NAFCU pushes back against CFPB on CU exemption

NAFCU President and CEO Dan Berger pushed back against CFPB Director Richard Cordray's testimony that CFPB does not need to do more to exempt credit unions from its regulation.

Cordray made these statements during his testimony today before the House Financial Services Committee.

"NAFCU and our members must challenge CFPB Director Cordray's assertion that Congress did not intend to grant credit unions a blanket exemption and that is why the Bureau is not doing more to provide relief. Congress gave CFPB authority in Section 1022 to grant exemptions on a rule by rule basis," said Berger. "Unfortunately, the CFPB has failed to exercise this broad legal authority as we believe Congress intended to allow credit unions to be exempted from certain rules."

"Moreover, the assertion that credit unions are not being negatively affected by the tidal wave of overregulation arising from CFPB and Dodd-Frank could not be more wrong," Berger said. "Director Cordray's denial that the tide of regulation is not contributing to the continued trend of credit unions being forced to cut back on member services, merge or go out of business flies in the face of facts."

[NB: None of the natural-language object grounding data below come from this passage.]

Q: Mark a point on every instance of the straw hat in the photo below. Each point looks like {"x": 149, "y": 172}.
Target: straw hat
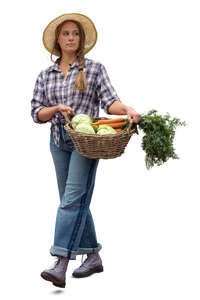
{"x": 88, "y": 26}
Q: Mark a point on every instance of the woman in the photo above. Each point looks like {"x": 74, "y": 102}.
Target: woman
{"x": 73, "y": 84}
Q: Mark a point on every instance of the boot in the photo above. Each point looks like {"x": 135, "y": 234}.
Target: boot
{"x": 92, "y": 264}
{"x": 56, "y": 274}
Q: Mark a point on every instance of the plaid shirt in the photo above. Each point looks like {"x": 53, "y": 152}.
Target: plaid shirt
{"x": 50, "y": 90}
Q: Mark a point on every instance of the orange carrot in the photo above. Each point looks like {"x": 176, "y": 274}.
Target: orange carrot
{"x": 101, "y": 122}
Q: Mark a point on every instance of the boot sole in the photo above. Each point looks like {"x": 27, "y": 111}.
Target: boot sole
{"x": 51, "y": 278}
{"x": 88, "y": 273}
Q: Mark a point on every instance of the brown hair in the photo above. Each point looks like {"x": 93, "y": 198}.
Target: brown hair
{"x": 80, "y": 82}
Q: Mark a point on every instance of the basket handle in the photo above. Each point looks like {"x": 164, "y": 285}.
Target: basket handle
{"x": 66, "y": 117}
{"x": 129, "y": 128}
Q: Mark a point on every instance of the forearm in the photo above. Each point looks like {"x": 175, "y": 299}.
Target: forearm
{"x": 47, "y": 113}
{"x": 118, "y": 108}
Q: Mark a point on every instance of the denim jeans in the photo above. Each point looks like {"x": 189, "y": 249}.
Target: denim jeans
{"x": 74, "y": 228}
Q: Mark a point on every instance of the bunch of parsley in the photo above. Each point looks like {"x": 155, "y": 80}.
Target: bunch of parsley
{"x": 159, "y": 132}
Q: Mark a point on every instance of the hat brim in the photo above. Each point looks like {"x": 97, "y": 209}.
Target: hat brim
{"x": 87, "y": 24}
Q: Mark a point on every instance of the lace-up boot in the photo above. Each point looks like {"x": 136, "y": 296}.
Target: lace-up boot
{"x": 92, "y": 264}
{"x": 56, "y": 274}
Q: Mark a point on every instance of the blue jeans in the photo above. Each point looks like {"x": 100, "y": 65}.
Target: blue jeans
{"x": 74, "y": 229}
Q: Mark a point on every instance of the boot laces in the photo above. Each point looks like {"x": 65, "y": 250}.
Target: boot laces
{"x": 82, "y": 262}
{"x": 55, "y": 263}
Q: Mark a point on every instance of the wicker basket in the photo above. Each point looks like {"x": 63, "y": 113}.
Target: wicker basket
{"x": 99, "y": 146}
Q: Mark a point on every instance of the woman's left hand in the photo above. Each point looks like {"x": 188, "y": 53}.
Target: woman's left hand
{"x": 133, "y": 116}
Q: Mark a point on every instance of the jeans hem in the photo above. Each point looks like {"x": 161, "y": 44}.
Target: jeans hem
{"x": 59, "y": 251}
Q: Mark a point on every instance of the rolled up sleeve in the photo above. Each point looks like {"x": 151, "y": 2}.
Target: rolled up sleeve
{"x": 39, "y": 100}
{"x": 105, "y": 91}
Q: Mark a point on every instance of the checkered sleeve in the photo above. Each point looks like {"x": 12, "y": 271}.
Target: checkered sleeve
{"x": 105, "y": 91}
{"x": 38, "y": 101}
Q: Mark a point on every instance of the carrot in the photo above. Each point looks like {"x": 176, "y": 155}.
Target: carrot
{"x": 101, "y": 122}
{"x": 118, "y": 125}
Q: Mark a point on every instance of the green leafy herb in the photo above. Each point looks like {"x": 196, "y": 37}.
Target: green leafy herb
{"x": 159, "y": 136}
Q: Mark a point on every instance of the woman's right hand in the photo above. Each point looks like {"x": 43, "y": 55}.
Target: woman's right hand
{"x": 61, "y": 108}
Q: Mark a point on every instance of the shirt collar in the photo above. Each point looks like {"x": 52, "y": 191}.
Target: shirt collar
{"x": 55, "y": 66}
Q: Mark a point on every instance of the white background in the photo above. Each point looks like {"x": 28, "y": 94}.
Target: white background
{"x": 146, "y": 220}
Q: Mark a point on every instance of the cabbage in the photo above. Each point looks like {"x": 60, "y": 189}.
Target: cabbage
{"x": 85, "y": 128}
{"x": 105, "y": 131}
{"x": 79, "y": 118}
{"x": 106, "y": 127}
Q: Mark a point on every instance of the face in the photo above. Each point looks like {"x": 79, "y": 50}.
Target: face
{"x": 69, "y": 37}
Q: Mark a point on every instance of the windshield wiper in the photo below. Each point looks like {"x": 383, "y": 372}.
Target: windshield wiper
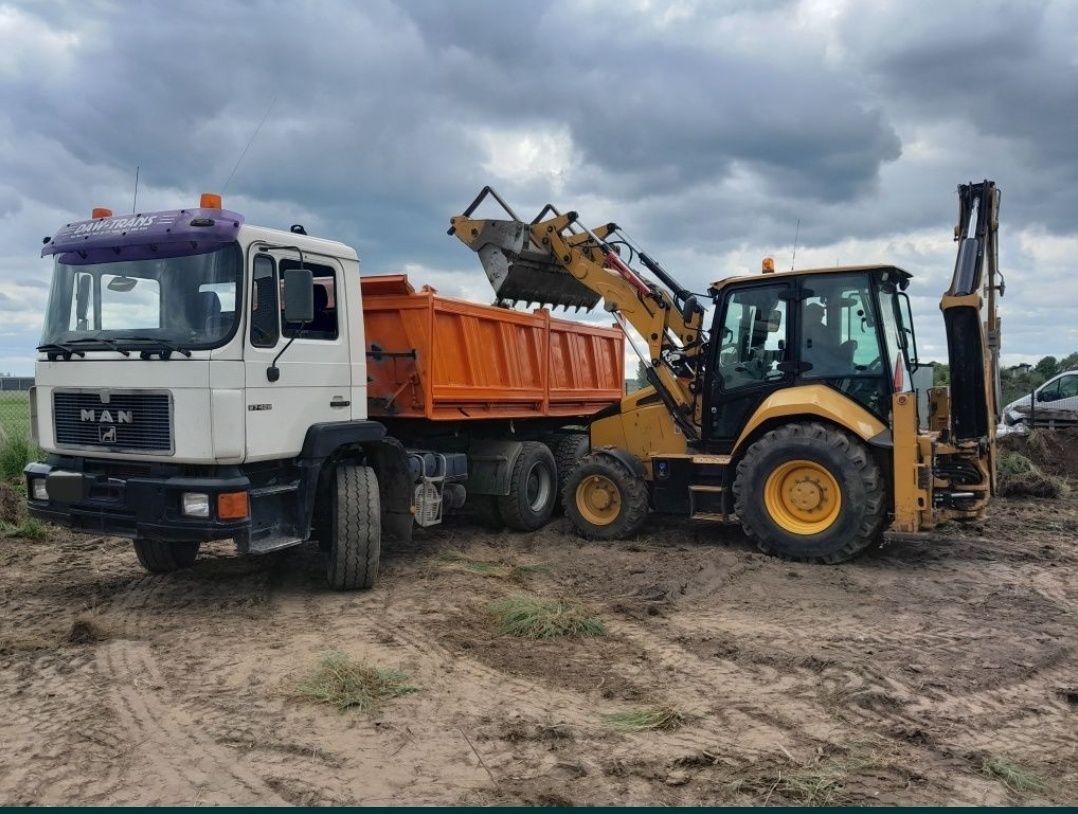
{"x": 110, "y": 343}
{"x": 165, "y": 348}
{"x": 54, "y": 348}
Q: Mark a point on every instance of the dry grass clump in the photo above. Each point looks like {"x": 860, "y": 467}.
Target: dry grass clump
{"x": 648, "y": 718}
{"x": 28, "y": 529}
{"x": 1019, "y": 477}
{"x": 530, "y": 617}
{"x": 350, "y": 685}
{"x": 1013, "y": 776}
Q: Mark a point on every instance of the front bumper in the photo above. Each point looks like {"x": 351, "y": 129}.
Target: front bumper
{"x": 100, "y": 497}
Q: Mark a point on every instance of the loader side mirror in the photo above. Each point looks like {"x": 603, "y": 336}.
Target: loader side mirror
{"x": 299, "y": 295}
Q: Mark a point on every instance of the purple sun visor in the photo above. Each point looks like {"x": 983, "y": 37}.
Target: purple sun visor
{"x": 142, "y": 236}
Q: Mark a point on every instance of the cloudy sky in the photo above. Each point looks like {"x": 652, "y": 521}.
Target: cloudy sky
{"x": 707, "y": 129}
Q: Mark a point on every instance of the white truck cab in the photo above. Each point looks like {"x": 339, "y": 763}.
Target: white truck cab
{"x": 196, "y": 375}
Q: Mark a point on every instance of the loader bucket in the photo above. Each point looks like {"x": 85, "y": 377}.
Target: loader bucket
{"x": 522, "y": 271}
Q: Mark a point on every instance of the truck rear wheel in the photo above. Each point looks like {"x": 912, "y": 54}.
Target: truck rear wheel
{"x": 160, "y": 556}
{"x": 355, "y": 543}
{"x": 604, "y": 499}
{"x": 812, "y": 493}
{"x": 568, "y": 450}
{"x": 533, "y": 488}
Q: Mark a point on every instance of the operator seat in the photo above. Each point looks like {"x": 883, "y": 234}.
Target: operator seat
{"x": 204, "y": 314}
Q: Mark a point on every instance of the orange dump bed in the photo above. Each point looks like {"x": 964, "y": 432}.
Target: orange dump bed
{"x": 480, "y": 361}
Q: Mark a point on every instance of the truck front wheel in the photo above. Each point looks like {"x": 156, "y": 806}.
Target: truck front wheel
{"x": 355, "y": 543}
{"x": 159, "y": 556}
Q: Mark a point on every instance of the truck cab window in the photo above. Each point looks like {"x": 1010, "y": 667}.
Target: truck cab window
{"x": 325, "y": 323}
{"x": 265, "y": 308}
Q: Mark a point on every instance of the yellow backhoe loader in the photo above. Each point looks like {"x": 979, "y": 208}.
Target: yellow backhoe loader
{"x": 792, "y": 412}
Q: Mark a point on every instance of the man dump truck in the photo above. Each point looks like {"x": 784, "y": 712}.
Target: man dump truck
{"x": 791, "y": 411}
{"x": 199, "y": 378}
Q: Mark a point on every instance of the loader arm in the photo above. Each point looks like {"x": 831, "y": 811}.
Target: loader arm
{"x": 555, "y": 260}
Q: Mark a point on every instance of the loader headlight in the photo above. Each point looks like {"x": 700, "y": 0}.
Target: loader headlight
{"x": 195, "y": 504}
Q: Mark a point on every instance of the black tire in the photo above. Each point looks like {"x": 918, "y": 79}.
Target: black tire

Rep. Steve Stivers, R-Ohio, reiterated his argument that the bureau must use its Dodd-Frank Act authority to exempt credit unions from certain rulemakings. His and Rep. Adam Schiff's, D-Calif., letter to CFPB earlier this week was signed by a bipartisan group of 329 House members.

Cordray responded that credit union membership and lending has reached all-time highs: "That's good news I think, but it's not consistent with this notion that we're killing credit unions," he said. Cordray also said that credit unions are overall doing better in "a marketplace that rewards responsible lenders."

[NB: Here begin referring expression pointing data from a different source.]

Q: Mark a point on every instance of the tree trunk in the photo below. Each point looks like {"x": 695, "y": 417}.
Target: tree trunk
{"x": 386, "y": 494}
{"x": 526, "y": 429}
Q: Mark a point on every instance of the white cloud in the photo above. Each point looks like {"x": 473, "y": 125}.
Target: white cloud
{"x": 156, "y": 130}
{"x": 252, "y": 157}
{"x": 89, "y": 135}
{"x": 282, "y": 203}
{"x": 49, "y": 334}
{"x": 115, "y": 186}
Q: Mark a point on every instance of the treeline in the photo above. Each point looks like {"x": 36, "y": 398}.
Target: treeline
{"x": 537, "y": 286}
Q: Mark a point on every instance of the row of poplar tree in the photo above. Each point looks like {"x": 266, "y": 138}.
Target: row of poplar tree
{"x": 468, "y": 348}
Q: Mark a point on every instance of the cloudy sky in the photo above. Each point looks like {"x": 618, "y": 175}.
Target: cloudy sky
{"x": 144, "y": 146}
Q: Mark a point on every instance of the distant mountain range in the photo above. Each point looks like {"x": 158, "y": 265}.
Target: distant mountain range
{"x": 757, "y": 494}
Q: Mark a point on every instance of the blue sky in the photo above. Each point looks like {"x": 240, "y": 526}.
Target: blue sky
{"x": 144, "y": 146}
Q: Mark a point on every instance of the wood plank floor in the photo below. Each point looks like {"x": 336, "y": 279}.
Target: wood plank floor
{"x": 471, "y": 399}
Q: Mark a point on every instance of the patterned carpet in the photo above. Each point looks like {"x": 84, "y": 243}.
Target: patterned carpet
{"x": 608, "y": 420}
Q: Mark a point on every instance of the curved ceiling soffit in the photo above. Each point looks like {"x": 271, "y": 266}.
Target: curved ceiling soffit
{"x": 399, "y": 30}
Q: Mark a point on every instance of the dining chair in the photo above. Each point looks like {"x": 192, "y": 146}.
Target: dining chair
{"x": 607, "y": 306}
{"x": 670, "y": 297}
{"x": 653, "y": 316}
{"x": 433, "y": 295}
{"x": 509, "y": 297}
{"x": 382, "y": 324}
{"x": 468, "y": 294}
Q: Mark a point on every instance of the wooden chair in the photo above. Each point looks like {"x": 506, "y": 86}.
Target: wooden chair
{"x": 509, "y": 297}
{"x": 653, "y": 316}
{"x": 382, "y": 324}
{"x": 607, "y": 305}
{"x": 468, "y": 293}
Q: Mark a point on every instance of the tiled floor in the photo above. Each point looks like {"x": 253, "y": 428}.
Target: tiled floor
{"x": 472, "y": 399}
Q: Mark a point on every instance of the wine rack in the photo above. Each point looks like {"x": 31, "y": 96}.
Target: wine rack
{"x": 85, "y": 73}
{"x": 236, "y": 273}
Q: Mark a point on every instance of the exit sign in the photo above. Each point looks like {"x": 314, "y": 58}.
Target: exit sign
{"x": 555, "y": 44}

When Stivers noted the trend of small credit union consolidation, Cordray maintained that mergers are a trend that began in the 1920s. Stivers argued that overregulation has sped up the trend.

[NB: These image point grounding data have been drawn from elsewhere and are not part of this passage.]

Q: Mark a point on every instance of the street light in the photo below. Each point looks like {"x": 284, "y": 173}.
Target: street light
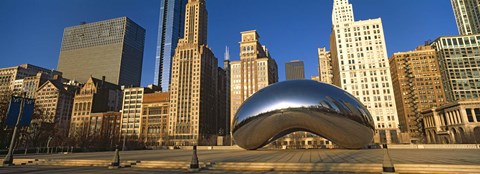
{"x": 8, "y": 161}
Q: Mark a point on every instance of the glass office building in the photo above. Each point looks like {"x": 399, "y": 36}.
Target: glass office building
{"x": 170, "y": 29}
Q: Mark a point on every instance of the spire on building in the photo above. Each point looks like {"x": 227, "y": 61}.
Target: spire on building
{"x": 342, "y": 12}
{"x": 227, "y": 53}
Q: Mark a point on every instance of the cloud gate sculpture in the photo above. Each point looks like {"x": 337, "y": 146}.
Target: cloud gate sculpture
{"x": 302, "y": 105}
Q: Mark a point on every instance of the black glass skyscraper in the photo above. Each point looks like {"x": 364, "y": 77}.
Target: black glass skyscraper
{"x": 170, "y": 29}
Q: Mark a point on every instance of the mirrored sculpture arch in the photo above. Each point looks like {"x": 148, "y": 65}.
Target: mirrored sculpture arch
{"x": 302, "y": 105}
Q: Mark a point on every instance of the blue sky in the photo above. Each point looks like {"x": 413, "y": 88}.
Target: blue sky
{"x": 31, "y": 30}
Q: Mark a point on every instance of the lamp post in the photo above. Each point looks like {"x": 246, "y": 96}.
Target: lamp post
{"x": 48, "y": 144}
{"x": 8, "y": 161}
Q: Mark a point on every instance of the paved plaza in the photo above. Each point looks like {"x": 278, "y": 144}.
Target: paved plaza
{"x": 373, "y": 156}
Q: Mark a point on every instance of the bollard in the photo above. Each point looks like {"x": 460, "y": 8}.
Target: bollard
{"x": 387, "y": 161}
{"x": 116, "y": 159}
{"x": 194, "y": 163}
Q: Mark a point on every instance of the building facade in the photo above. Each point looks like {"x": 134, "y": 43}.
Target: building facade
{"x": 459, "y": 62}
{"x": 325, "y": 69}
{"x": 417, "y": 85}
{"x": 170, "y": 29}
{"x": 467, "y": 16}
{"x": 111, "y": 48}
{"x": 55, "y": 100}
{"x": 360, "y": 66}
{"x": 132, "y": 112}
{"x": 11, "y": 78}
{"x": 294, "y": 70}
{"x": 193, "y": 87}
{"x": 453, "y": 123}
{"x": 96, "y": 96}
{"x": 254, "y": 71}
{"x": 154, "y": 127}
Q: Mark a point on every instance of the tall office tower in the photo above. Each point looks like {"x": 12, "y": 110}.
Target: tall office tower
{"x": 96, "y": 96}
{"x": 111, "y": 48}
{"x": 14, "y": 75}
{"x": 254, "y": 71}
{"x": 417, "y": 85}
{"x": 294, "y": 70}
{"x": 325, "y": 71}
{"x": 193, "y": 86}
{"x": 154, "y": 132}
{"x": 170, "y": 29}
{"x": 131, "y": 111}
{"x": 359, "y": 58}
{"x": 467, "y": 15}
{"x": 459, "y": 63}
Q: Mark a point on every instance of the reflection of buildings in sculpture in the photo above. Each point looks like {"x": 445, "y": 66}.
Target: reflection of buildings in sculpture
{"x": 360, "y": 66}
{"x": 325, "y": 69}
{"x": 193, "y": 86}
{"x": 95, "y": 96}
{"x": 254, "y": 71}
{"x": 301, "y": 140}
{"x": 302, "y": 105}
{"x": 456, "y": 122}
{"x": 154, "y": 127}
{"x": 417, "y": 86}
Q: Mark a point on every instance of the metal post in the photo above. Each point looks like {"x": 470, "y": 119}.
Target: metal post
{"x": 387, "y": 161}
{"x": 194, "y": 163}
{"x": 124, "y": 138}
{"x": 48, "y": 144}
{"x": 8, "y": 161}
{"x": 116, "y": 159}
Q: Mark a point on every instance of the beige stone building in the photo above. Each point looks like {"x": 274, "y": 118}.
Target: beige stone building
{"x": 11, "y": 78}
{"x": 132, "y": 111}
{"x": 325, "y": 69}
{"x": 55, "y": 100}
{"x": 95, "y": 96}
{"x": 417, "y": 85}
{"x": 254, "y": 71}
{"x": 154, "y": 127}
{"x": 456, "y": 122}
{"x": 193, "y": 86}
{"x": 360, "y": 66}
{"x": 294, "y": 70}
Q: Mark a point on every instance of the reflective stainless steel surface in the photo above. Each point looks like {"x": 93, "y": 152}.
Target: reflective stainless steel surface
{"x": 302, "y": 105}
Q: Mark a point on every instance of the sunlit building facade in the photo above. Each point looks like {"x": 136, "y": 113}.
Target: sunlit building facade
{"x": 360, "y": 66}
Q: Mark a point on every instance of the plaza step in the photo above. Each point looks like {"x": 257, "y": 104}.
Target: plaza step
{"x": 260, "y": 166}
{"x": 297, "y": 167}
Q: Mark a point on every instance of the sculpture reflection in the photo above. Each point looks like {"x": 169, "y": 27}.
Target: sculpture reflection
{"x": 302, "y": 105}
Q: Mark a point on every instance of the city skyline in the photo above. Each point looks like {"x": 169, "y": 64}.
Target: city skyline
{"x": 402, "y": 32}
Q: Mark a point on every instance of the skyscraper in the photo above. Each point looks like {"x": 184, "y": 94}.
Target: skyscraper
{"x": 417, "y": 85}
{"x": 294, "y": 70}
{"x": 170, "y": 29}
{"x": 193, "y": 87}
{"x": 112, "y": 48}
{"x": 467, "y": 15}
{"x": 360, "y": 66}
{"x": 324, "y": 66}
{"x": 459, "y": 62}
{"x": 254, "y": 71}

In an earlier exchange with Rep. Ed Royce, R-Calif., Cordray alleged that Congress had already spoken on credit union exemption by not explicitly exempting credit unions from the bureau's jurisdiction through the Dodd-Frank Act.

NAFCU, which was the only credit union trade association to demand that credit unions be exempt from Dodd-Frank, maintains that CFPB still has the authority to do more through Section 1022(b)(3)(a). NAFCU believes that Congress did not grant the larger exemption because Section 1022 allowed the bureau to exempt credit unions from certain rules as needed; however, CFPB has not used that authority as intended.

Rep. Brad Sherman, D-Calif., also defended Stivers' argument and said it is important that CFPB not propagate "one-size-fits-all" regulation. Sherman and Royce were among the letter signers.

Also during the hearing, Cordray said the hold harmless period relating to the bureau's Truth in Lending Act/Real Estate Settlement Procedures Act integrated mortgage disclosure rule will remain open-ended due to unforeseen information technology problems. He said CFPB will try to provide more guidance on the rule and does not expect the bureau to take enforcement actions against noncompliance unless there are blatant violations.

When discussing CFPB's pending rulemaking on payday lenders, Cordray said that the bureau want to make sure they are protecting and accounting for payday alternative loans (PALs) in the new rules.

Cordray also said he expects the following rules to be finalized this year: prepaid products and mortgage servicing.